The hike was wet, particularly when we reached a spot in the trail where a stream had swollen into a small pond of ankle deep water covering the entire path. We peeled off our shoes and socks, pulled up our pants, and waded through ice cold water. As we sat at the far edge of the pond, reapplying our socks and shoes, a couple hikers unhappily came down the trail. They said they too had planned to go to Valle Frances but had turned around when they discovered the trail was closed. Still without much of a backup plan, we marched onward hoping that perhaps by the time we arrived the trail would be reopened.

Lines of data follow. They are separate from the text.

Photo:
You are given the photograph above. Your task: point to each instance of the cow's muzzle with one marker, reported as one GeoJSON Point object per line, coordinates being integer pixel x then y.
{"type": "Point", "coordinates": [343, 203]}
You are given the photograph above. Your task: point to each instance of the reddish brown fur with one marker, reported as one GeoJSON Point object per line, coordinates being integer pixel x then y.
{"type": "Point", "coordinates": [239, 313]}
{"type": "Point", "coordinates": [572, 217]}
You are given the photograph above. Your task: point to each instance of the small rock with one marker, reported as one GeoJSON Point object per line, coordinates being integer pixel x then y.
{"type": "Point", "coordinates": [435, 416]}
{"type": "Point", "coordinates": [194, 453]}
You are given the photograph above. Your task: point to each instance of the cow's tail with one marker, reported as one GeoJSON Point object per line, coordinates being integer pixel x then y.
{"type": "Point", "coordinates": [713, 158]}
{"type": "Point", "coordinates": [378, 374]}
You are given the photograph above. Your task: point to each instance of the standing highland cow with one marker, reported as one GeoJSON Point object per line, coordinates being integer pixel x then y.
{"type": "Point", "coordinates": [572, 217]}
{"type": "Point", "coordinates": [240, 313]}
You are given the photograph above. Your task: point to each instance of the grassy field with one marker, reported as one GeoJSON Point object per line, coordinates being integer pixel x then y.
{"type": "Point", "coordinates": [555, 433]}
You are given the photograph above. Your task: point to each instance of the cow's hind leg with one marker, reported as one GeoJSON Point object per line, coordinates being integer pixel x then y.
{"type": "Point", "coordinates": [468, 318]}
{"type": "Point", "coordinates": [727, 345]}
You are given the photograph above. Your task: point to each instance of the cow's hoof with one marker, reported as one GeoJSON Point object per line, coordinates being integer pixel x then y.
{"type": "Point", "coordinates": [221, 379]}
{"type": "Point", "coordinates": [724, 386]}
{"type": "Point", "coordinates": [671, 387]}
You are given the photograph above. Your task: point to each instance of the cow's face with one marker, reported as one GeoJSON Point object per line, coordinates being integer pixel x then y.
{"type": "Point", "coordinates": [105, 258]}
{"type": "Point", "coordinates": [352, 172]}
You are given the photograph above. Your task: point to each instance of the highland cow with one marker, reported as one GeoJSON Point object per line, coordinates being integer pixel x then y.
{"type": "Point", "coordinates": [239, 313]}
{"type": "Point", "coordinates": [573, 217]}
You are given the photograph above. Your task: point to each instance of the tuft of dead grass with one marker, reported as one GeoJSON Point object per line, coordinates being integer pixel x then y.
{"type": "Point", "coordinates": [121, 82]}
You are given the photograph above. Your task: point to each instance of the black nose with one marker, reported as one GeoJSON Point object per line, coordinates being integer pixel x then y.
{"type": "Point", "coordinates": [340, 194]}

An hour later we arrived at the ranger cabin at the base of the Valle Frances trailhead with no sign that the trail was closed. We figured perhaps it had reopened, but the first person we saw said that yes indeed the trail was closed an hour from the base (the end of the trail, with amazing views of the entire valley lay 2.5 hours from the ranger station). We then asked the ranger, who said the trail was open all the way. Strange, we thought. We consulted one more group of hikers after talking to the ranger and they too confirmed that you could only go an hour up the trail. We figured an hour was still better than nothing, and after setting up our tent for the night, we set out on the trail.

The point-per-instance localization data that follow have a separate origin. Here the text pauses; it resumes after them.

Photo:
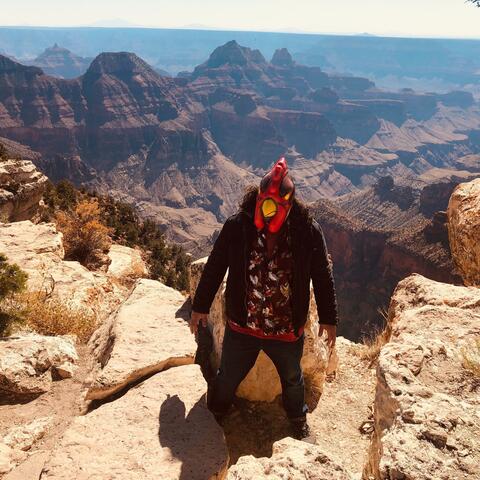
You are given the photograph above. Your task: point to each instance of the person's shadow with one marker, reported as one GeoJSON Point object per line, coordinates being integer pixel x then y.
{"type": "Point", "coordinates": [192, 439]}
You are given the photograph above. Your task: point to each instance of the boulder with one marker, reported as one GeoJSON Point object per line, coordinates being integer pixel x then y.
{"type": "Point", "coordinates": [263, 382]}
{"type": "Point", "coordinates": [24, 436]}
{"type": "Point", "coordinates": [291, 459]}
{"type": "Point", "coordinates": [21, 189]}
{"type": "Point", "coordinates": [9, 458]}
{"type": "Point", "coordinates": [38, 250]}
{"type": "Point", "coordinates": [125, 263]}
{"type": "Point", "coordinates": [19, 440]}
{"type": "Point", "coordinates": [426, 407]}
{"type": "Point", "coordinates": [146, 335]}
{"type": "Point", "coordinates": [464, 230]}
{"type": "Point", "coordinates": [160, 429]}
{"type": "Point", "coordinates": [28, 361]}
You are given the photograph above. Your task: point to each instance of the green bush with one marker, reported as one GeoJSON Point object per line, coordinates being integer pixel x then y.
{"type": "Point", "coordinates": [167, 262]}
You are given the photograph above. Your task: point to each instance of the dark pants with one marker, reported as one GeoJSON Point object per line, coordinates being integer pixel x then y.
{"type": "Point", "coordinates": [239, 353]}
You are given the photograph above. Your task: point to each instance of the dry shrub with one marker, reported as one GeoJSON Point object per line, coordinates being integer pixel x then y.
{"type": "Point", "coordinates": [130, 276]}
{"type": "Point", "coordinates": [371, 345]}
{"type": "Point", "coordinates": [85, 238]}
{"type": "Point", "coordinates": [471, 358]}
{"type": "Point", "coordinates": [46, 315]}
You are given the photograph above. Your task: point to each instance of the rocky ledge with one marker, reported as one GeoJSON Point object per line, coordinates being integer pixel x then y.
{"type": "Point", "coordinates": [21, 189]}
{"type": "Point", "coordinates": [426, 405]}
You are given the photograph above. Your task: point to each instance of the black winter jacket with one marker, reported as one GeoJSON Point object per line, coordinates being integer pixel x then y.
{"type": "Point", "coordinates": [231, 251]}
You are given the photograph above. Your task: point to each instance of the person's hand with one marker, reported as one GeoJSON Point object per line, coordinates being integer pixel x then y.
{"type": "Point", "coordinates": [195, 319]}
{"type": "Point", "coordinates": [331, 332]}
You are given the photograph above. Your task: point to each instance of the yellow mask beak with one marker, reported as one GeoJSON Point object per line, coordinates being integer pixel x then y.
{"type": "Point", "coordinates": [269, 208]}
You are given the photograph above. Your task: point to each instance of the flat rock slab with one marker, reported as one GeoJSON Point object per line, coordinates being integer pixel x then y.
{"type": "Point", "coordinates": [292, 460]}
{"type": "Point", "coordinates": [145, 336]}
{"type": "Point", "coordinates": [262, 382]}
{"type": "Point", "coordinates": [27, 362]}
{"type": "Point", "coordinates": [161, 429]}
{"type": "Point", "coordinates": [464, 230]}
{"type": "Point", "coordinates": [38, 250]}
{"type": "Point", "coordinates": [126, 262]}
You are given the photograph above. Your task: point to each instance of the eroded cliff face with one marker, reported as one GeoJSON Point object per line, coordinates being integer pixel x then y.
{"type": "Point", "coordinates": [21, 189]}
{"type": "Point", "coordinates": [464, 230]}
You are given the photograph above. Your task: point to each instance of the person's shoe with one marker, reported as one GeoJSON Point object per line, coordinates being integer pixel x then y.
{"type": "Point", "coordinates": [301, 431]}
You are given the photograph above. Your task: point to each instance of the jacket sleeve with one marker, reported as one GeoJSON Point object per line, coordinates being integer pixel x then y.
{"type": "Point", "coordinates": [213, 272]}
{"type": "Point", "coordinates": [322, 279]}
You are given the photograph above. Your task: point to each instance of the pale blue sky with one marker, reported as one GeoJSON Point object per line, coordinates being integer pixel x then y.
{"type": "Point", "coordinates": [438, 18]}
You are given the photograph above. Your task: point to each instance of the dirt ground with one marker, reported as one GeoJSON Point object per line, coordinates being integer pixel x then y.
{"type": "Point", "coordinates": [341, 422]}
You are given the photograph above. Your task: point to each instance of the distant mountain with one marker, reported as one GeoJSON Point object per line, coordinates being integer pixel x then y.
{"type": "Point", "coordinates": [421, 63]}
{"type": "Point", "coordinates": [61, 62]}
{"type": "Point", "coordinates": [183, 149]}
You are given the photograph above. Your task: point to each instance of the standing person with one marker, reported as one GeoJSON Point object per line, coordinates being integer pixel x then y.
{"type": "Point", "coordinates": [272, 249]}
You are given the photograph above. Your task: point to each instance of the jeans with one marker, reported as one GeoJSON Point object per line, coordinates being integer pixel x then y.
{"type": "Point", "coordinates": [239, 354]}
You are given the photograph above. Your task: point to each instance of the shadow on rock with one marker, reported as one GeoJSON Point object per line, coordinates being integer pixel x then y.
{"type": "Point", "coordinates": [253, 427]}
{"type": "Point", "coordinates": [187, 437]}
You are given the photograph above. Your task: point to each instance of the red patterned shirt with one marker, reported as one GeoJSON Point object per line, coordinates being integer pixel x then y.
{"type": "Point", "coordinates": [269, 281]}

Just at this moment, the clouds broke, the sky turned blue, and the sun shown bright. The storm was over and it was a new day. We continued up the trail for an hour to the first viewpoint - perhaps the most beautiful viewpoint I've ever seen. In front of us was a massive mountain with glaciers and waterfalls in every direction. To our right was a mountain with various layers of rocks. Behind us were a series of lakes with mountains in the background. With blue sky and the sun beaming down, it was amazing.

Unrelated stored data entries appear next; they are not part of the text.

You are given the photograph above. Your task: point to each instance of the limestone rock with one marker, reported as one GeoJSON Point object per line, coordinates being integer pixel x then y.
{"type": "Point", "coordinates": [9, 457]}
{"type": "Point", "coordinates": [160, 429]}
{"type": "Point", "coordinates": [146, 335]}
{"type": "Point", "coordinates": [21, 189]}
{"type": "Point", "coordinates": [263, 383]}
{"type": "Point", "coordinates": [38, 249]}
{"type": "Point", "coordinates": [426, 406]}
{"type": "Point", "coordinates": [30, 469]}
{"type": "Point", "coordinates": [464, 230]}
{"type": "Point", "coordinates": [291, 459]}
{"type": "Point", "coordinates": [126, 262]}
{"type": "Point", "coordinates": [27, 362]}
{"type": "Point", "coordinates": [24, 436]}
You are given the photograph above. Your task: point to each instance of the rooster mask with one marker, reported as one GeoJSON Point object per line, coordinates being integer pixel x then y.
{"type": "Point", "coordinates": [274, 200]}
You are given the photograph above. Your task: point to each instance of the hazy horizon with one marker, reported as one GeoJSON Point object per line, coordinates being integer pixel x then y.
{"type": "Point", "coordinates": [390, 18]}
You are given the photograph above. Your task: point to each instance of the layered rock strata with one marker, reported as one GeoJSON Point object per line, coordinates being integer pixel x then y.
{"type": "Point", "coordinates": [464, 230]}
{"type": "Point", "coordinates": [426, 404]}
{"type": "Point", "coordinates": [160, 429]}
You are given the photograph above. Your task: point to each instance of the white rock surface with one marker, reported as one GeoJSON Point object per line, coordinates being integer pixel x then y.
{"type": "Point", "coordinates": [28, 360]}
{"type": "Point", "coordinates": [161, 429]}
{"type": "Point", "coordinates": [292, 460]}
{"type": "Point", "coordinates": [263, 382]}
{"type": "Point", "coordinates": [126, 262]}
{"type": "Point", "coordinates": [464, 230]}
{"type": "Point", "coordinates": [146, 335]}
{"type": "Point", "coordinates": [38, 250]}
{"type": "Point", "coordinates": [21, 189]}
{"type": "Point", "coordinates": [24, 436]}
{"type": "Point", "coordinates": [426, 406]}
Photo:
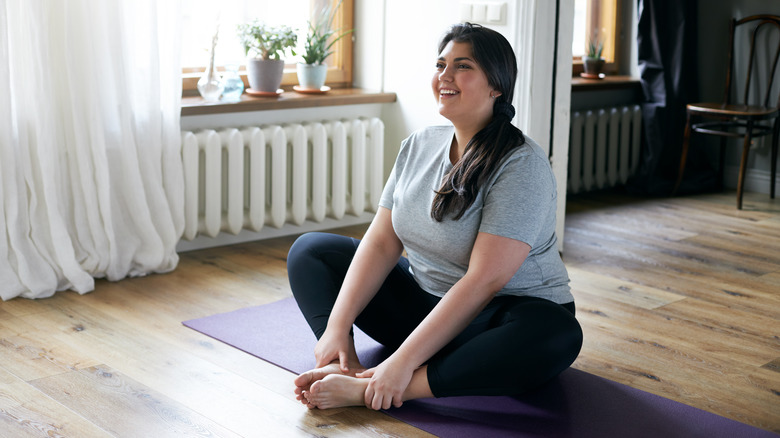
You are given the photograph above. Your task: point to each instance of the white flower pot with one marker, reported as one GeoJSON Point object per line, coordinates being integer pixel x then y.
{"type": "Point", "coordinates": [312, 76]}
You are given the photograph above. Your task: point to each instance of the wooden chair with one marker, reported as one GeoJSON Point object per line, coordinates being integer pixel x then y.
{"type": "Point", "coordinates": [739, 118]}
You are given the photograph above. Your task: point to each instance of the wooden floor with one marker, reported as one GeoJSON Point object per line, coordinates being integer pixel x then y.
{"type": "Point", "coordinates": [679, 297]}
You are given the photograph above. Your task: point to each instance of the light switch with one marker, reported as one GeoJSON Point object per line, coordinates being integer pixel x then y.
{"type": "Point", "coordinates": [479, 12]}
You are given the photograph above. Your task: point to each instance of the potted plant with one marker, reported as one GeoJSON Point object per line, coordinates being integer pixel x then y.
{"type": "Point", "coordinates": [592, 61]}
{"type": "Point", "coordinates": [268, 44]}
{"type": "Point", "coordinates": [318, 46]}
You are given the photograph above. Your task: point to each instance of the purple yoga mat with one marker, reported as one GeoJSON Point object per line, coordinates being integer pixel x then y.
{"type": "Point", "coordinates": [576, 404]}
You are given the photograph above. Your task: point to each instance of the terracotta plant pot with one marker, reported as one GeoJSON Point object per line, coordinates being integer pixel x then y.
{"type": "Point", "coordinates": [593, 66]}
{"type": "Point", "coordinates": [264, 74]}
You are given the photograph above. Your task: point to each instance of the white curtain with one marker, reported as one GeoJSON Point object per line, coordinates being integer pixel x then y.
{"type": "Point", "coordinates": [91, 182]}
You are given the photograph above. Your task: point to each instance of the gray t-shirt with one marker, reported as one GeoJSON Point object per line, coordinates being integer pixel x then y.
{"type": "Point", "coordinates": [519, 202]}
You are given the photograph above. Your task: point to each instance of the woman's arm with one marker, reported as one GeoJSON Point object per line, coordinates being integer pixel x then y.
{"type": "Point", "coordinates": [377, 254]}
{"type": "Point", "coordinates": [493, 262]}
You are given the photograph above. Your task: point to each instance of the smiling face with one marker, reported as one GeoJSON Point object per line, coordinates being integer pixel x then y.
{"type": "Point", "coordinates": [461, 87]}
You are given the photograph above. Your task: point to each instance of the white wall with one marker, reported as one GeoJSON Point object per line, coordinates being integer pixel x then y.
{"type": "Point", "coordinates": [396, 45]}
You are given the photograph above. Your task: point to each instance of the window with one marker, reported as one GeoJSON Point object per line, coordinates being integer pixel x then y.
{"type": "Point", "coordinates": [596, 20]}
{"type": "Point", "coordinates": [201, 18]}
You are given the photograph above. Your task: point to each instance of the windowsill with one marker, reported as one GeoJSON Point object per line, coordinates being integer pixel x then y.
{"type": "Point", "coordinates": [610, 82]}
{"type": "Point", "coordinates": [195, 105]}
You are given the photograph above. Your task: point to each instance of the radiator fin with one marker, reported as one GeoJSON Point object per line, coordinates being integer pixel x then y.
{"type": "Point", "coordinates": [248, 178]}
{"type": "Point", "coordinates": [604, 147]}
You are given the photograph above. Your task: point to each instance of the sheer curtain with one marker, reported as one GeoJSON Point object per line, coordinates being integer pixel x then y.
{"type": "Point", "coordinates": [91, 182]}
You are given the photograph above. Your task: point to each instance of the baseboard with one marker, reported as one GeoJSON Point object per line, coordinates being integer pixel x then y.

We looked around for trail closure signs, but saw nothing. We continued on, coming across someone we had met earlier on the trail. We asked him about the trail closure and he commented that you could get within a kilometer of the end. And so on we hiked. Until, as it turned out, the end of the trail. There was a sign that in some distant past the trail may have continued for another kilometer, but that old trail wasn't on any map, and it wasn't clear where it even began. What we found was just as incredible as the lower viewpoint...a cathedral of peaks surrounding us with a truly magnificent 360 degree view. We tried to take pictures, but it was impossible to capture. For more than 30 minutes we sat there in awe.
As it turned out, it was the sunniest afternoon we had thus far during our time in Patagonia, and we had seen the most incredible views of our lives. The constant talk of trail closures had all proved to be false. But how quickly the rumors had spread...how many people had given up on the French Valley because of the rumors? If we too had turned back and told others what we had heard how many more might have avoided the French Valley on the most perfect afternoon. The French Valley blew me away, but so did the power of rumors. I guess you really can't believe everything you hear, and in this case it was hard to believe what we saw - the most stunning valley in the most rare of Patagonian weather.